- Born: 1982 (age 43–44) Seoul, South Korea
- Education: University of Oxford^{[citation needed]}
- Scientific career
- Fields: Classics Sinology
- Workplaces: University of Melbourne

= Hyun Jin Kim =

Australian Academic

Hyun Jin Kim (born 1982) is an Australian academic, scholar and author.

He was born in Seoul and raised in Auckland, New Zealand. Kim received his Doctor of Philosophy degree from the University of Oxford. He started learning Latin, German, and French when he was 10, and was urged to study Ancient Greek in university by his father.
He is a scholar of ancient Greece, Rome and China. Kim has published several works on Eurasian/ Central Asian peoples, such as the Huns. In 2019, Kim was elected a Fellow of the Australian Academy of the Humanities.

His work focuses chiefly on comparative analyses of ancient Greece/Rome and China. His first major work on such topic was Ethnicity and Foreigners in Ancient Greece and China, published in 2009.

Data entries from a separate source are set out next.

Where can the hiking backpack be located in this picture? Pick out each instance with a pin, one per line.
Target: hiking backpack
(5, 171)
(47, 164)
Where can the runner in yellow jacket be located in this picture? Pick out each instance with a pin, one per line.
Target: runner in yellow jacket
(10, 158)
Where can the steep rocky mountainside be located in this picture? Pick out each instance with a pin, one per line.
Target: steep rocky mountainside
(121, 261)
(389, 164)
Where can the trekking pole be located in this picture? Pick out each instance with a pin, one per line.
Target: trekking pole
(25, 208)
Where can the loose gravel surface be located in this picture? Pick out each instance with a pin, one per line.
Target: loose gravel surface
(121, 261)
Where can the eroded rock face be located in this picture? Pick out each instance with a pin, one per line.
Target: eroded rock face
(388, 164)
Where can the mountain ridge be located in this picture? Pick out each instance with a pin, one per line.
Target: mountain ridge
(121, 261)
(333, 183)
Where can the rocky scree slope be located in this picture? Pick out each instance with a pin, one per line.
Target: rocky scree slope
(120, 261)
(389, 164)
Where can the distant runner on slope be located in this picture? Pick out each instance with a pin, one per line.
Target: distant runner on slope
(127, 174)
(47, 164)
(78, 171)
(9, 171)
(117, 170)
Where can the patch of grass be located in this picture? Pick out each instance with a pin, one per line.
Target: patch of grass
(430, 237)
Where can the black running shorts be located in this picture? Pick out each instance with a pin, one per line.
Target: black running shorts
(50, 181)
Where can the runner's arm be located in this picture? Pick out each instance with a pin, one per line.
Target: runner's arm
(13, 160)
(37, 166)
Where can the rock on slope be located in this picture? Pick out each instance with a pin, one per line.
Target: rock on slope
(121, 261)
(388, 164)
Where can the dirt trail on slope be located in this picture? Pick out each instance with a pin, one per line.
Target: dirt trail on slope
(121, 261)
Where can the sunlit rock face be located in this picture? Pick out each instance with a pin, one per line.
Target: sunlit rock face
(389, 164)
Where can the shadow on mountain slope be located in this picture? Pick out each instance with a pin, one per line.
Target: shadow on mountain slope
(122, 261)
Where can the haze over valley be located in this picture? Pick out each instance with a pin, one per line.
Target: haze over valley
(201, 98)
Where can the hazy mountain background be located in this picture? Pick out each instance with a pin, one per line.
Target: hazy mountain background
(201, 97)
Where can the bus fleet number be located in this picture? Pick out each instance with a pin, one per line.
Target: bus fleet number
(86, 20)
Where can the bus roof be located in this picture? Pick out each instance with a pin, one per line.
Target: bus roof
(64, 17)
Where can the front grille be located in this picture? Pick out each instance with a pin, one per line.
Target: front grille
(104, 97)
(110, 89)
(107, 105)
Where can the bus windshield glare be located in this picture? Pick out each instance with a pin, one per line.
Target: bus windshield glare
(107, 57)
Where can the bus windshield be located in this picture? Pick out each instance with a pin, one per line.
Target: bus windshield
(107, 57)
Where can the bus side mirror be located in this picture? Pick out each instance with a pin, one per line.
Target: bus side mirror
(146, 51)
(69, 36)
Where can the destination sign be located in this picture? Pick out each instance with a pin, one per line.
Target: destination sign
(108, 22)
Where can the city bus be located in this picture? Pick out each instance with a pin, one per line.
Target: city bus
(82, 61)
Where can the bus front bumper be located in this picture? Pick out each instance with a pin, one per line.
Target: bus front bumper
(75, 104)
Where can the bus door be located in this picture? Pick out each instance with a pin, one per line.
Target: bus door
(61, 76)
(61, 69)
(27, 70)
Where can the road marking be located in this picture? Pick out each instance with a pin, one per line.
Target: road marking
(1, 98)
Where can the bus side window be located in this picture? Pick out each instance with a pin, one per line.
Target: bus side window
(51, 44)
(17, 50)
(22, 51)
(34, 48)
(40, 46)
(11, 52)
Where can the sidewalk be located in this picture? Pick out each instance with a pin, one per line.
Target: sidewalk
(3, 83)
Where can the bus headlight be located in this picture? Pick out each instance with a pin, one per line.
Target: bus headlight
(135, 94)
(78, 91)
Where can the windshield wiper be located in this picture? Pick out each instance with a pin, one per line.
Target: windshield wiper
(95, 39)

==Selected list of works==
- Kim, Hyun Jin (2009). Ethnicity and Foreigners in Ancient Greece and China. London: Duckworth Books. ISBN 9780715638071.
- Kim, Hyun Jin (2013). The Huns, Rome and the Birth of Europe. Cambridge: Cambridge University Press. ISBN 9781107067226.
- Kim, Hyun Jin (2016). The Huns. Abingdon-on-Thames: Taylor & Francis. ISBN 9781317340904.
- Kim, Hyun Jin (2017). Eurasian Empires in Antiquity and the Early Middle Ages: Contact and Exchange Between the Graeco-Roman World, Inner Asia and China. Cambridge: Cambridge University Press. ISBN 9781107190412.
- Kim, Hyun Jin (2018). Geopolitics in Late Antiquity: The Fate of Superpowers from China to Rome. Abingdon-on-Thames: Taylor & Francis. ISBN 9781351869263.
- Kim, Hyun Jin; Lieu, Samuel N.C.; McLaughlin, Raoul (2021). Rome and China Points of Contact. Abingdon-on-Thames: Taylor & Francis. ISBN 9781315280714.
- Cha, Hyeonji; Kim, Hyun Jin (2022). South Korea's Origins and Early Relations with the United States: The Lynchpin of Hegemonic Power. Abingdon-on-Thames: Taylor & Francis. ISBN 9781000578867.